Dari Ibu pula kutahu Rismun sudah meninggal dunia. Bukan jatuh dari tembok pekarangan kami, tetapi helikopter, pulang survei minyak di lepas pantai Pulau Pagai. Rismun insinyur perminyakan. Rosmalia istri wali kota di Sumatra. Dan ibu mereka, Rakena, bersama Ramena. Ramena sendiri, yang sejak kecil dibawa abangnya Ridwan ketika tugas di sejumlah negara Eropa, guru balet di Paris; menikahi pria bule, punya anak satu.
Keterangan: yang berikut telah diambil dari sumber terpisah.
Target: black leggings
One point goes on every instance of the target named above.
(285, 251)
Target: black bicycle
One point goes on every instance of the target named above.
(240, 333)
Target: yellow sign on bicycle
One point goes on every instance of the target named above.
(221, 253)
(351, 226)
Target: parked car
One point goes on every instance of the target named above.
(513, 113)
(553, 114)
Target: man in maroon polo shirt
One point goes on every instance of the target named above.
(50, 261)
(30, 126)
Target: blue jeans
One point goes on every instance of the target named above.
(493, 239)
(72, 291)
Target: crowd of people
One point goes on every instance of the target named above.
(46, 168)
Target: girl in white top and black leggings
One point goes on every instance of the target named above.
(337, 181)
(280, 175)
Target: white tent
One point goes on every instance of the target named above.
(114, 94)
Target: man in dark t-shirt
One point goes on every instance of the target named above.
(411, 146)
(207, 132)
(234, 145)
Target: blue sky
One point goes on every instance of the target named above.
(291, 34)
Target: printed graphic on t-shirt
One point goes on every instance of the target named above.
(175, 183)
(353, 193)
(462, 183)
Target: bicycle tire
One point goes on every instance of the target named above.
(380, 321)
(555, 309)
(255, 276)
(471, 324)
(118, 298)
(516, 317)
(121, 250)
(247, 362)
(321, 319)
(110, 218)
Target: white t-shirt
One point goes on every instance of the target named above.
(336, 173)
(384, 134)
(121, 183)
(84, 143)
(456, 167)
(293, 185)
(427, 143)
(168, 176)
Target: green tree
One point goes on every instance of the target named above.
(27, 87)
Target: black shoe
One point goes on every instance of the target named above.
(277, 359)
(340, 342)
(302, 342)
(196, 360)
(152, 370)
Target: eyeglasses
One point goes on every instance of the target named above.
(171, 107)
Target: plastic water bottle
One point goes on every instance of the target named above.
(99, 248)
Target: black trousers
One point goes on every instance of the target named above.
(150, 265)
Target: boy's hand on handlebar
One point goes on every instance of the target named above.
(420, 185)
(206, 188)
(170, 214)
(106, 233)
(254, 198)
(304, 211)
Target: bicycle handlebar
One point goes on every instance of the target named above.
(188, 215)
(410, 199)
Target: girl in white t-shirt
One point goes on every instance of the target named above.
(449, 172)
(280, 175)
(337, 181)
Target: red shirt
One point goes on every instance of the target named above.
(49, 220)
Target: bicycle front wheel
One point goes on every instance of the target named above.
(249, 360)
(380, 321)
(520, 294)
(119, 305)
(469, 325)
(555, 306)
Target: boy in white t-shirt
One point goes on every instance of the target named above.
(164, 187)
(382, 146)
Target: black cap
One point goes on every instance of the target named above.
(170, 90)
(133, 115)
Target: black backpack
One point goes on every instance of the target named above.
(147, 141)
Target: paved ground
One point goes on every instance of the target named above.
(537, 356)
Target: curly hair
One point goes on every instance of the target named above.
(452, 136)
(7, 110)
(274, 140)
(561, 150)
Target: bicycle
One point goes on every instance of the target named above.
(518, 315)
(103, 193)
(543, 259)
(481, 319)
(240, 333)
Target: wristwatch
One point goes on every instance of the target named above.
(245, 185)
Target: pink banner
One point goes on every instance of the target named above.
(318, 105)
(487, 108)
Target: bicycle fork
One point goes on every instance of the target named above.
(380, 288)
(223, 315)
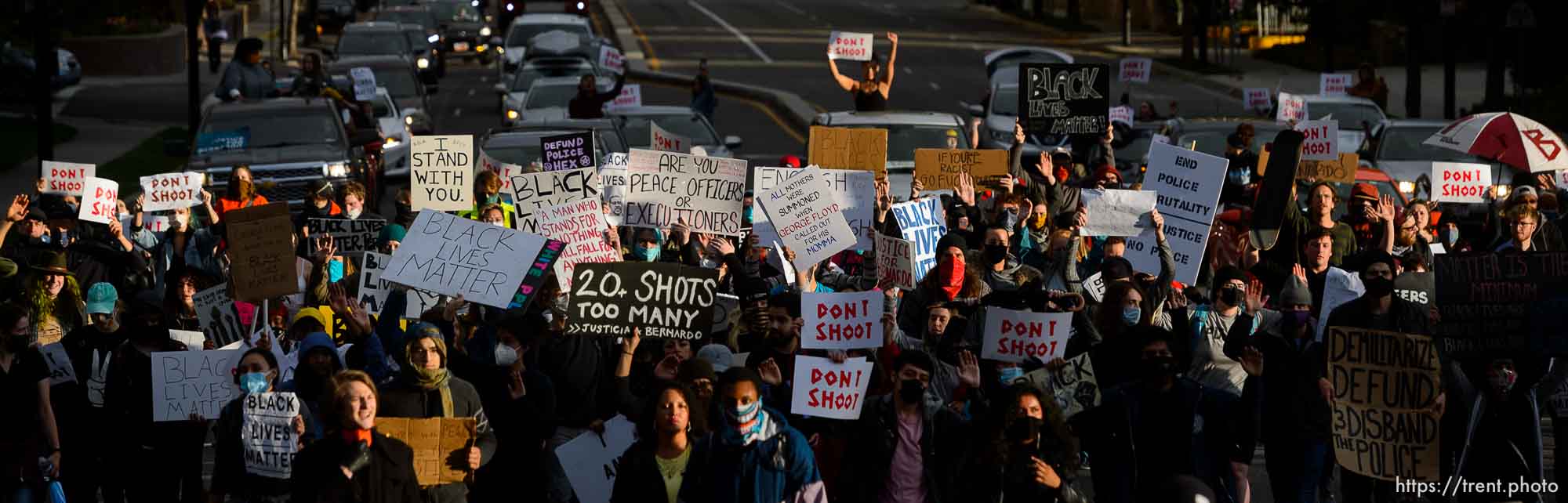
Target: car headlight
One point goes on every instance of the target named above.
(335, 170)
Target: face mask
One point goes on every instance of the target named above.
(912, 391)
(1009, 375)
(255, 383)
(506, 356)
(1131, 316)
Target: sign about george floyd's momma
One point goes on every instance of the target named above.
(664, 300)
(457, 256)
(1385, 388)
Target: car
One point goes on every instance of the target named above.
(399, 78)
(517, 92)
(677, 120)
(292, 143)
(1356, 117)
(529, 26)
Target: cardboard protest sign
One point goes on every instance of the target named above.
(100, 201)
(365, 84)
(1291, 109)
(1017, 336)
(706, 194)
(1136, 70)
(535, 192)
(67, 179)
(923, 223)
(172, 192)
(267, 433)
(940, 168)
(581, 226)
(849, 148)
(435, 443)
(592, 461)
(896, 262)
(664, 300)
(1461, 183)
(572, 151)
(1064, 98)
(1385, 388)
(827, 389)
(443, 173)
(1189, 192)
(1334, 84)
(851, 46)
(1117, 212)
(841, 320)
(666, 142)
(1323, 140)
(1492, 303)
(807, 219)
(1257, 98)
(612, 60)
(187, 383)
(1073, 386)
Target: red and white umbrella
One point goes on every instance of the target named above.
(1506, 137)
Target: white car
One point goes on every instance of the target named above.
(529, 26)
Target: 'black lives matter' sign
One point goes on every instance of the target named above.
(1064, 100)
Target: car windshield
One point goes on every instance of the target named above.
(520, 35)
(532, 73)
(1351, 117)
(1406, 145)
(551, 96)
(387, 43)
(281, 129)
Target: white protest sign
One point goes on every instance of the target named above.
(1334, 84)
(535, 192)
(851, 46)
(100, 201)
(896, 262)
(67, 179)
(667, 142)
(457, 256)
(441, 170)
(849, 320)
(1291, 109)
(827, 389)
(1257, 98)
(267, 433)
(1461, 183)
(807, 219)
(1189, 190)
(1017, 336)
(703, 192)
(592, 461)
(172, 192)
(581, 226)
(923, 223)
(612, 60)
(187, 383)
(1323, 140)
(1116, 212)
(1136, 70)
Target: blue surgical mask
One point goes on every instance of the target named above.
(255, 383)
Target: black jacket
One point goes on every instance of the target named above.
(390, 479)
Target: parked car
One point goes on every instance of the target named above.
(292, 142)
(677, 120)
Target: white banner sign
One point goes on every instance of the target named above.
(827, 389)
(1189, 190)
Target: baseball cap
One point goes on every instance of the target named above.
(103, 299)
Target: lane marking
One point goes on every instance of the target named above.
(742, 37)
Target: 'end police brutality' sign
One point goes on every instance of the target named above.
(1189, 189)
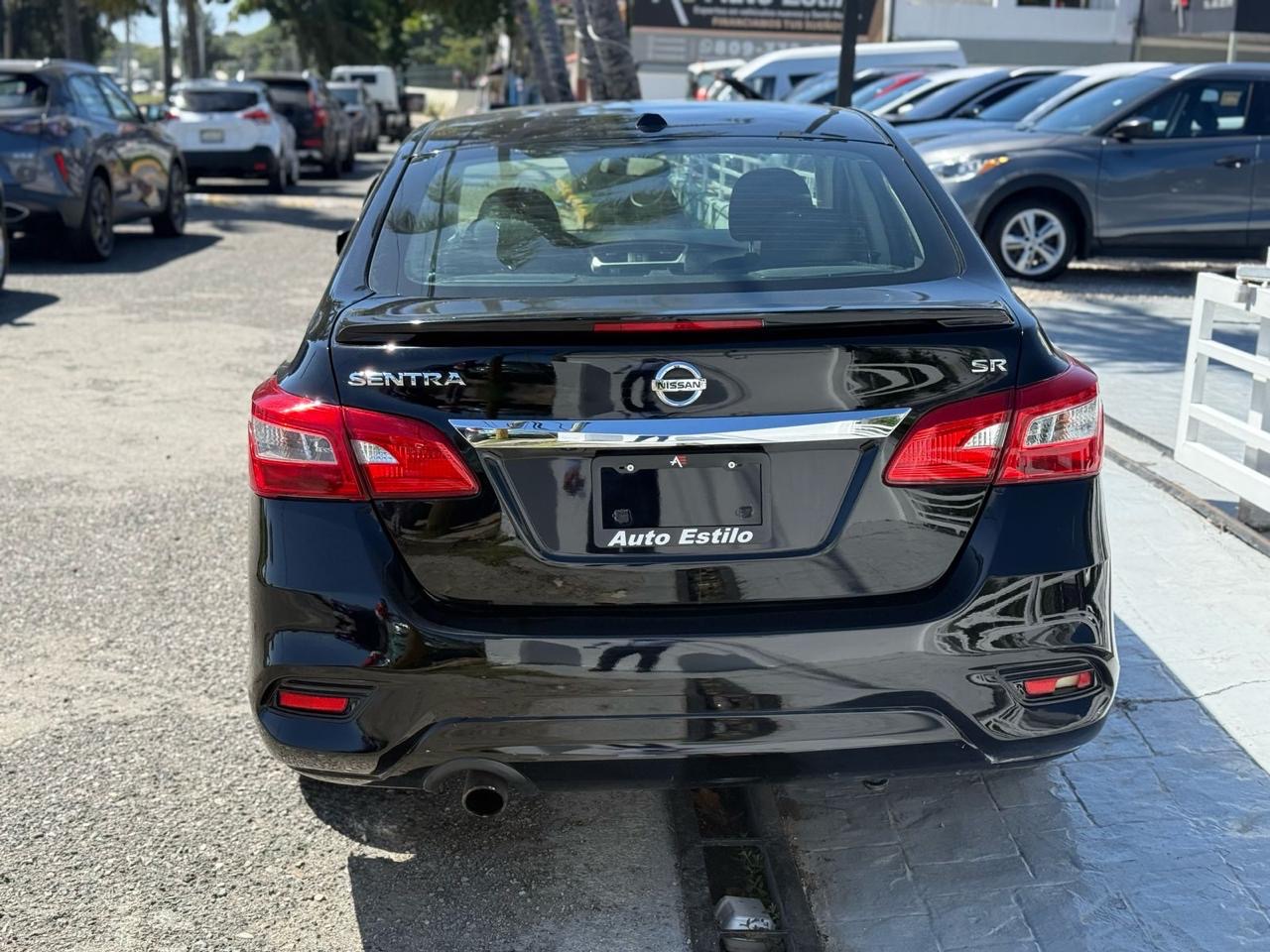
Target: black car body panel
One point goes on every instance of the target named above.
(878, 626)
Tentu bukan karena namanya serupa nama Rumania, atau orang-orang Eropa Timur.

"Senang hidup si Rakena itu sekarang, telah dua kali naik haji," ujar ibu. "Tapi Tuhan punya rencana lebih sempurna, buru-buru memanggil suaminya, seperti juga ayahmu."

Sebagaimana ayah, Pak Rus'ad telah wafat. Jauh lebih dulu dari ayah, kira-kira setahun sekeluar penjara. Walau lima-enam bulan saja di bui, agaknya tidak kuat batin dan tubuhnya yang tipis-kerempeng bak jerangkong menanggung derita.